# Trying to Find a Certain Rhinestone Supplier I misplaced a website of



## RRC Tees (Jun 5, 2007)

I once looked at a supplier's website and lost their bookmark. The website was mainly purple in color. Very good prices on Rhinestones, I'm thinking it had embroider or embroidery on the address but not sure because they sold many different supplies. It wasn't threadart, or mysupplyhut... I just have it stuck in my head and I want to find out what it was. Tried searching through the post here with no luck. If you use these people or have an idea of who I may be atlking about please let me know. 

Thanks!
Raul


----------



## rhinestonetransf (Feb 11, 2009)

When was the last time you visited the site? Did you look at your history to see if you could find the site? not much help I know sorry.


----------



## RRC Tees (Jun 5, 2007)

Its been months, so the history won't be there... I'm sure I have cleaned it by now.
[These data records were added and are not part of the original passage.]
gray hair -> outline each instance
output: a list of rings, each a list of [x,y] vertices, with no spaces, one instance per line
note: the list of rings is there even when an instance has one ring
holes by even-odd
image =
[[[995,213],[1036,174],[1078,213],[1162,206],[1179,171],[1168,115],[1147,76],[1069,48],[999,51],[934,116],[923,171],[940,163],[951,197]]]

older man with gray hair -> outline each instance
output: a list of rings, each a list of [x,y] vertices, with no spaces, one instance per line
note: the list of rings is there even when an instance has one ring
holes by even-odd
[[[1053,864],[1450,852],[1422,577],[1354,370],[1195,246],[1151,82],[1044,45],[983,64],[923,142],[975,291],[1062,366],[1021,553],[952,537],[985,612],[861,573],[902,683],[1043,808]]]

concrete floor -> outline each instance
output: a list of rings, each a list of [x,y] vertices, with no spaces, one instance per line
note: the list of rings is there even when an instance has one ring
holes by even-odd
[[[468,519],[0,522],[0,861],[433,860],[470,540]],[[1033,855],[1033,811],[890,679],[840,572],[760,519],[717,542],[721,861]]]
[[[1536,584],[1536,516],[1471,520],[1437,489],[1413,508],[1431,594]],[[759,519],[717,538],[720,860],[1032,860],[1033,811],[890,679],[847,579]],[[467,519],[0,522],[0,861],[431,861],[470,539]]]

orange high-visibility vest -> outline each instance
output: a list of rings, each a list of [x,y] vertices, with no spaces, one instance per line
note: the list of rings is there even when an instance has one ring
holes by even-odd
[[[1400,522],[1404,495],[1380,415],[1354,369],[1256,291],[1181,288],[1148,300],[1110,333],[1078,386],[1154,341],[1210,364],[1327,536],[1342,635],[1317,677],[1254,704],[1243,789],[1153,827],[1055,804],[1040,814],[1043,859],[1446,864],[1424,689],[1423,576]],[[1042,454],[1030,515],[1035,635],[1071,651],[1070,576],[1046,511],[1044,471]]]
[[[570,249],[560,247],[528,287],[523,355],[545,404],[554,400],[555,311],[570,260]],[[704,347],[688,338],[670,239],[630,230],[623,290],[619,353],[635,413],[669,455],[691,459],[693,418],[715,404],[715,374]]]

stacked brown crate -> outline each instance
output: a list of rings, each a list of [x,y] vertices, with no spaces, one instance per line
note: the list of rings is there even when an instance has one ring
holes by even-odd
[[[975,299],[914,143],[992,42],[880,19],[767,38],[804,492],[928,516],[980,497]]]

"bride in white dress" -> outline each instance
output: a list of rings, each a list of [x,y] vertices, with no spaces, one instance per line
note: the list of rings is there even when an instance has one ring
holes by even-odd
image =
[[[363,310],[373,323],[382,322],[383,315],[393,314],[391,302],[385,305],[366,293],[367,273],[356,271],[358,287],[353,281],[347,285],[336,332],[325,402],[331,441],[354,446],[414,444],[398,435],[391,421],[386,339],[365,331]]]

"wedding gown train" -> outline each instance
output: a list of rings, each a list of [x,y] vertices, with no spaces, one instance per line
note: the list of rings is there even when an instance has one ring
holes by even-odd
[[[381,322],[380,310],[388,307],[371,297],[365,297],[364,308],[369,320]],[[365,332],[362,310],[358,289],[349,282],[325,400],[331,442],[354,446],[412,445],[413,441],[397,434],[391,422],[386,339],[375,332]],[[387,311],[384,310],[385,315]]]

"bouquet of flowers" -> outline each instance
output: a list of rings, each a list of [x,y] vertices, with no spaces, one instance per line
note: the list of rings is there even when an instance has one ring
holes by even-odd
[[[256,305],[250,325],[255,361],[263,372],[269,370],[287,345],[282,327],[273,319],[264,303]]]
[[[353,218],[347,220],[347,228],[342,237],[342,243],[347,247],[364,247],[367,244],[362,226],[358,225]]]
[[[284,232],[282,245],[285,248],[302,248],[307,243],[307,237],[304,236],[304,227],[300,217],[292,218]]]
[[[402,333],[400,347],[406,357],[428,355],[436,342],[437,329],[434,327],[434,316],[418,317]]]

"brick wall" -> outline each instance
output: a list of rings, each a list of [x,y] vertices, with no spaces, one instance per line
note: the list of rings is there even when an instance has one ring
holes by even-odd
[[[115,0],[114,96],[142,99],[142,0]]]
Just frustrating to have the name on the tip of my tongue... Thanks for the reply though.


----------



## Susan Scott (Mar 23, 2011)

Hi was it Thread Art they wholesale and retail rhinestones

Embroidee


----------



## My Shirt Connect (Jan 24, 2010)

Susan Scott said:


> Hi was it Thread Art they wholesale and retail rhinestones
> 
> Embroidee


It was mentioned that is wasn't Thread Art.... Unless it was?

I can't thing of any websites that have rhinestones and are purple in color.

Best of luck,

Brian : )


----------